2. Com efeito, o número 1 do artigo 278º do Código de Processo Penal, (na redacção actualmente em vigor), estabelece o prazo de 20 dias a contar da data em que a abertura da instrução já não pode ser requerida para a intervenção oficiosa ou provocada do superior hierárquico do titular do inquérito que proferiu o despacho de arquivamento dos autos e, por sua vez, o número 2 do mesmo normativo legal estabelece que, se não optarem por não requerer a abertura de instrução, podem suscitar a intervenção hierárquica, ao abrigo do número anterior, no prazo previsto para aquele requerimento.
3. Decorre, assim, deste normativo que o assistente ou o denunciante com a faculdade de se constituir assistente pode requerer a intervenção hierárquica quando já não puder ser requerida a abertura de instrução ou quando optar por não requerer a instrução
4. A possibilidade do controlo sucessivo, duplo, do despacho de arquivamento conflitua com um dos fins do legislador no Código de Processo Penal, que é a celeridade processual.
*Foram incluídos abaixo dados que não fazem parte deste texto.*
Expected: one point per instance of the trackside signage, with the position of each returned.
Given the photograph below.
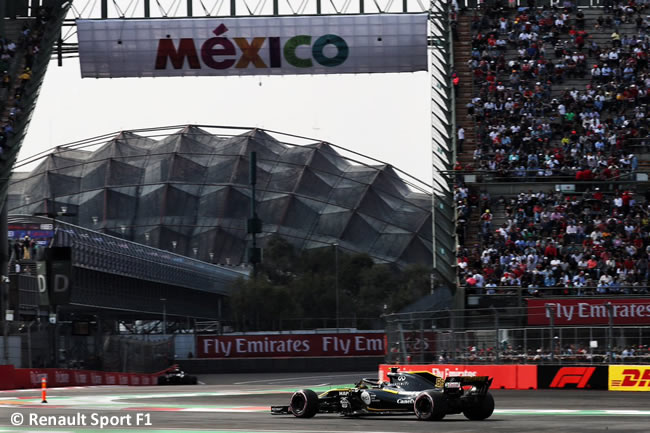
(629, 378)
(572, 377)
(588, 311)
(293, 345)
(253, 46)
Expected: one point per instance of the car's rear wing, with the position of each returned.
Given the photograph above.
(482, 383)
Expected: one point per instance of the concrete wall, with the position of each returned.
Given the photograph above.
(265, 365)
(13, 343)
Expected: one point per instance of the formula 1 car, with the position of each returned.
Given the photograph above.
(176, 376)
(428, 396)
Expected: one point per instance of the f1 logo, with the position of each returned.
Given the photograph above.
(576, 375)
(632, 376)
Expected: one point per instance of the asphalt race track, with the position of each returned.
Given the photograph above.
(240, 403)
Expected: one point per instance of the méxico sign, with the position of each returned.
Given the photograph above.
(253, 46)
(290, 345)
(588, 311)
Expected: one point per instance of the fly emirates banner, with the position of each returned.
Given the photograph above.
(290, 345)
(253, 45)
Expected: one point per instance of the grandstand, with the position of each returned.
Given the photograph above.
(552, 197)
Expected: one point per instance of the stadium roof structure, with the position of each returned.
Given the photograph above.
(186, 189)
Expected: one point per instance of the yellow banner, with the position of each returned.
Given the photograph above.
(629, 378)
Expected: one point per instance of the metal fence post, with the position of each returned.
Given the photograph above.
(610, 332)
(549, 312)
(496, 331)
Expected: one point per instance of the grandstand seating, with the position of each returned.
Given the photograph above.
(574, 128)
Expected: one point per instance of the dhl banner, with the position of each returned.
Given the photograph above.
(253, 45)
(629, 377)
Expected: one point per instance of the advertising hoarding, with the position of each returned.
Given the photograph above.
(572, 377)
(253, 45)
(290, 345)
(629, 378)
(589, 311)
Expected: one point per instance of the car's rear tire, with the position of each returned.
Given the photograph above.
(430, 406)
(482, 410)
(304, 403)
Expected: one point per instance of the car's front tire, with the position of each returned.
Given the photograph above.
(482, 410)
(430, 406)
(304, 403)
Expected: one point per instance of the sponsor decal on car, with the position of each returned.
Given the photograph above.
(405, 401)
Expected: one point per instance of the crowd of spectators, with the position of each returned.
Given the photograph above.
(11, 97)
(549, 100)
(558, 93)
(554, 244)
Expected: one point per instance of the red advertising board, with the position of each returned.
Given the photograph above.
(504, 376)
(588, 311)
(290, 345)
(6, 377)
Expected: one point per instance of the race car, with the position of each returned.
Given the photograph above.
(428, 396)
(176, 376)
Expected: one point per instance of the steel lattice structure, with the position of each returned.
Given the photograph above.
(442, 115)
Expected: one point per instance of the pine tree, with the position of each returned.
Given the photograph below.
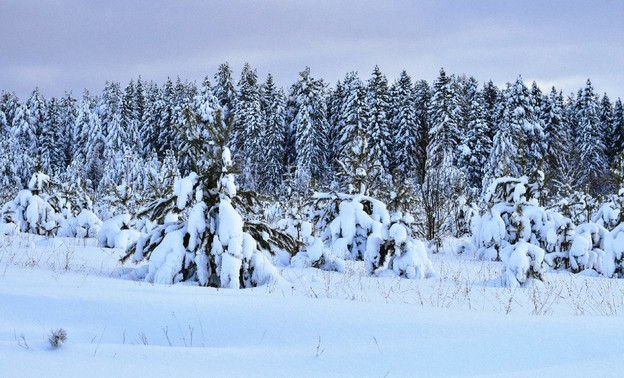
(405, 126)
(593, 153)
(224, 91)
(22, 130)
(617, 131)
(445, 117)
(493, 103)
(605, 115)
(36, 105)
(558, 138)
(422, 100)
(211, 244)
(354, 112)
(310, 127)
(52, 138)
(518, 146)
(476, 146)
(130, 118)
(164, 107)
(379, 124)
(67, 119)
(249, 127)
(335, 125)
(150, 121)
(273, 105)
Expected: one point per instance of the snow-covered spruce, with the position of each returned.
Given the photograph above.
(210, 243)
(516, 230)
(314, 253)
(359, 227)
(48, 208)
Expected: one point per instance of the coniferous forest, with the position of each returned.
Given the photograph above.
(520, 170)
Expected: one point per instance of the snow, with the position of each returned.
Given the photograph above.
(459, 323)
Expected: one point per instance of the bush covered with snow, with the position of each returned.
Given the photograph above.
(210, 243)
(359, 227)
(517, 230)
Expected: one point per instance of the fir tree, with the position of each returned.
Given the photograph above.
(593, 153)
(617, 131)
(211, 244)
(445, 117)
(405, 125)
(273, 104)
(605, 115)
(224, 91)
(354, 112)
(310, 126)
(379, 125)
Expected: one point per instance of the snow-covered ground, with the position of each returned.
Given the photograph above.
(460, 322)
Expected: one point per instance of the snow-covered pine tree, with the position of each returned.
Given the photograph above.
(249, 128)
(356, 226)
(150, 121)
(224, 91)
(210, 244)
(518, 231)
(53, 138)
(36, 105)
(445, 118)
(518, 146)
(605, 115)
(22, 129)
(617, 130)
(67, 120)
(273, 105)
(354, 112)
(310, 127)
(405, 126)
(130, 118)
(379, 124)
(590, 141)
(335, 125)
(476, 146)
(494, 104)
(558, 139)
(166, 107)
(422, 95)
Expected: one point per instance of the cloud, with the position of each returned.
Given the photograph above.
(73, 44)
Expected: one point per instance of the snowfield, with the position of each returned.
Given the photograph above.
(460, 322)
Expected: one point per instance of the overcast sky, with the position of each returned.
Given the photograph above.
(70, 45)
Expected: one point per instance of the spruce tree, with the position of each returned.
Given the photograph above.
(593, 152)
(476, 146)
(617, 131)
(150, 120)
(309, 108)
(224, 91)
(249, 126)
(273, 105)
(405, 125)
(379, 125)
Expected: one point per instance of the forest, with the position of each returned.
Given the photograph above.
(211, 182)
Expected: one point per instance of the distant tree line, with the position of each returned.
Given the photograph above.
(449, 139)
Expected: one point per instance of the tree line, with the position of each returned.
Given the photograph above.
(449, 139)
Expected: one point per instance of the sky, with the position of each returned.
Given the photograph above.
(72, 45)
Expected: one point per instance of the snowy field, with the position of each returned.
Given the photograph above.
(460, 322)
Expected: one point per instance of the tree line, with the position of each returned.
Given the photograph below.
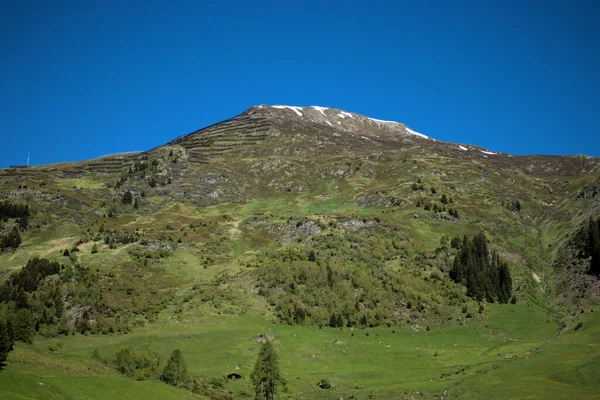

5. Se se conferisse ao assistente e ao denunciante com a faculdade de se constituir assistente a possibilidade de suscitar a intervenção hierárquica e após, caso a decisão do superior hierárquico fosse de manutenção do despacho de arquivamento, lhe conferisse a possibilidade de requerer a abertura de instrução iria prolongar-se por mais tempo e de forma inaceitável a pendência de um processo crime com todas as consequências que dai advêm para os demais intervenientes processuais, e impedir-se-ia a existência de uma decisão definitiva, bem como o restabelecimento da paz social e jurídica na comunidade.
6. É que o estabelecimento de um prazo peremptório para requerer a abertura da instrução visa assegurar ao assistente (caso não tenha requerido a intervenção hierárquica) a possibilidade de se insurgir contra o despacho de arquivamento com o qual não concorda mas visa também assegurar a efectivação plena do direito de defesa do arguido designadamente de ter um julgamento em tempo útil.
7. O despacho que o superior hierárquico do magistrado titular do inquérito profere no âmbito da intervenção hierárquica não é o despacho de arquivamento de inquérito.
8. Com efeito, ele é proferido no âmbito dos poderes de coordenação e de direcção dos superiores hierárquicos relativamente aos seus subordinados e resulta da estrutura hierarquizada do Ministério Público, nos termos do Estatuto do Ministério Público.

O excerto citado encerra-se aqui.